Jeffrey M. Kenkel, M.D., FACS
What procedure would be used to obtain tight skin on my face? I've been doing facial exercises for awhile now and I'm still not seeing much results. Are facial exercises suppose to work? Does something like the Face Fitness Formula actually work to lose the look of fat in my face and obtain a look of thin face? Or will I have to go under the knife and get plastic surgery done to obtain a look of a thin and tight face? I would appreciate answers. Thanks.
Tightening the skin can be done but there are many factors to consider. The type of skin you have, the degree of skin laxity, your medical history and what your goals are all considerations. We have some nonsurgical devices that do tighten the skin to some degree but surgery remains the most predictable way to achieve it and the gold standard.
If you are looking to slim your face again a few questions. Are you overweight? Is it localized? For example, some people have fat in their necks and good overlying skin. These patients may be great candidates for liposuction of the neck which in many cases can be done in the office.
I'm considering a butt lift but I was wondering if there was anything I could get to make my butt a little bigger after getting a butt lift.
A "butt lift" can be accomplished in a number of different ways depending on what the problem is.
Flat, non-projecting buttock:
Filling the buttock with either your body's own fat or with an implant are the most common ways to address buttock deflation. There are pros and cons to each. While fat transfer to the buttock uses your own tissues, retention or "take" of the fat can be somewhat unpredictable and may require more than one treatment. Implants can give you the projection you want but are associated with a higher risk for wound problems and possible infections. Depending on how much "donor" fat you have and what your goals are will determine which is best for you.
in some cases, the above will improve this. In others, it may require removal of some skin around your hip to elevate your buttock.
See a board certified ASAPS member to review your options
Jeffrey Kenkel, MD
I am 5'9" and 145 pounds. I love my body but my hips seem to go out, then in, then out again at the thighs. I want to fill in what I call "the gap" that is taking away from the figure I want. I don't want to gain weight to have this done, I just want to have fat injections to fill in this area. Do you think I have enough fat at my weight to fill in the gap without having to gain extra weight?
Women often have a variable depression between their hips and outer part of their thighs. The outer silhouette can be improved with liposuction. Bringing the hip and outer thigh areas in and perhaps adding fat to this area are solutions to the situation you are experiencing.
I would recommend seeing a board certified plastic surgeon who is an ASAPS member to discuss how this might be best handled for you.
Can a recent tummy tuck cause capsular contracture in a breast when the agumentation was done 10 months ago?
I am 48 years old and was just told by my plastic surgeon that I have capsular contracture of the right breast, stage 3, after only having had the surgery ten months ago. I have read that mammography cannot be performed in cases of capsular contracture. What are my options for breast cancer screening? Could a recent "tummy tuck" done 8 weeks ago, have caused capsular contracture?
Capsular contracture remains a challenging entity to treat as we still don't completely understand its origin. It is likely due to some type of bacterial infection which may not manifest itself for some time. It could be months or even years. It is thought that the implants may contain "biofilms" which are "indolent colonies" of bacteria that get activated. It is unlikely that the abdominoplasty caused this.

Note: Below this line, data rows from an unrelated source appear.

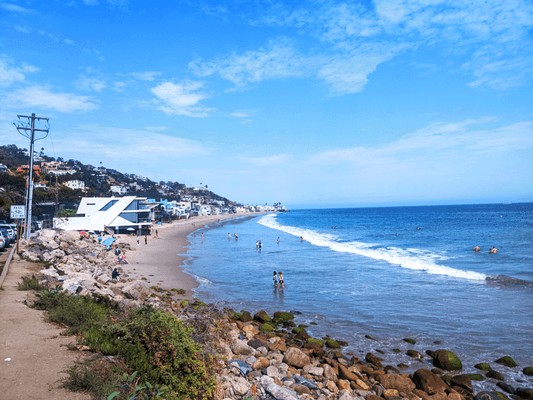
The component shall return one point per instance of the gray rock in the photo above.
(241, 347)
(303, 381)
(280, 393)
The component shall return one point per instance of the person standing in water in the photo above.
(281, 283)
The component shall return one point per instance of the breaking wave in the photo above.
(414, 259)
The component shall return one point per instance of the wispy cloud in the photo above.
(9, 73)
(277, 59)
(16, 8)
(344, 43)
(180, 98)
(87, 83)
(143, 76)
(269, 161)
(43, 98)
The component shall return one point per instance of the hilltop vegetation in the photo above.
(52, 195)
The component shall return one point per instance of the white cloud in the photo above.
(127, 150)
(341, 41)
(43, 98)
(278, 59)
(269, 161)
(144, 76)
(85, 83)
(10, 74)
(180, 99)
(239, 114)
(16, 8)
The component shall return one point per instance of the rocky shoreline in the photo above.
(262, 356)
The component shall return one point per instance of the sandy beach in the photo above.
(158, 260)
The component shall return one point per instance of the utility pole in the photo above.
(27, 129)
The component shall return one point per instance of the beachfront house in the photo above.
(111, 214)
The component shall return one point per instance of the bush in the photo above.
(30, 284)
(91, 376)
(159, 347)
(79, 313)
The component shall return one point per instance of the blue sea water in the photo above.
(390, 272)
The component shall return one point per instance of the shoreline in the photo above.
(162, 260)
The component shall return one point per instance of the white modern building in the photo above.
(117, 189)
(75, 184)
(112, 214)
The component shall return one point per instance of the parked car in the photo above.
(12, 231)
(5, 235)
(3, 242)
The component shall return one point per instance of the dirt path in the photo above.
(37, 352)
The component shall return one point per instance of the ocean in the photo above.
(390, 272)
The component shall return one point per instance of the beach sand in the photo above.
(158, 260)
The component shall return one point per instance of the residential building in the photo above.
(75, 184)
(112, 214)
(117, 189)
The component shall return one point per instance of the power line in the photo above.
(27, 129)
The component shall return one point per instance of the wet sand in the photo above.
(158, 260)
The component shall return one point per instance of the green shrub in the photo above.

I would definitely go back and see your surgeon. There may be ways to try and improve this non-surgically. Ultrasound and even some medications may be helpful.

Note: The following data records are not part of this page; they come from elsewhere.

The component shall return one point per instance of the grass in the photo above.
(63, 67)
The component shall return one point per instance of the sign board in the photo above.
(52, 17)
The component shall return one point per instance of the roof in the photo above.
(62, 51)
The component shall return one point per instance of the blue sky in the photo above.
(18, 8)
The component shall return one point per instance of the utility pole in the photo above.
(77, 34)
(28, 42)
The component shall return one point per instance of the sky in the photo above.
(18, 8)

Capsular contracture does make it more difficult for mammography because the implant cannot be displaced for the exam. MRI can be used but is expensive and may have some false results associated with them.
What are the side effects of exposing newly lasered skin to sunlight (without applying sun block) during the healing period?

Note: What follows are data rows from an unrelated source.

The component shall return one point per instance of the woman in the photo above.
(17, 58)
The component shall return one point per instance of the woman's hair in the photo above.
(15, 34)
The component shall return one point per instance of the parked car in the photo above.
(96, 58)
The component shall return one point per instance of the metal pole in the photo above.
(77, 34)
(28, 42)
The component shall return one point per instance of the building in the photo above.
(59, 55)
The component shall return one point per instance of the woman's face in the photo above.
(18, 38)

I had two laser sessions on some nevi and six non-ablative laser sessions on post acne scars. During treatment (6 months) I didn't apply sun block regularly. It was about 200 hours collectively of exposure to indirect sunlight coming from the window when indoors, or in a car, fluorescent light, and some direct sunlight. What are the risks of side effects? Is there a risk of malignancy (in skin or nevi) due to exposing freshly lasered skin to sun during its healing, as laser treatments make skin more sun sensitive?
It is hard to say specifically. Surface treatments remove some of the protective elements of the skin so you are a bit more sun sensitive which can lead to pigmentation and other aging changes. I don't feel the non-ablative treatments will put your skin at the same increased risk but still may have an effect. Cumulative sun exposure and "burning" can enhance your risk for malignancy.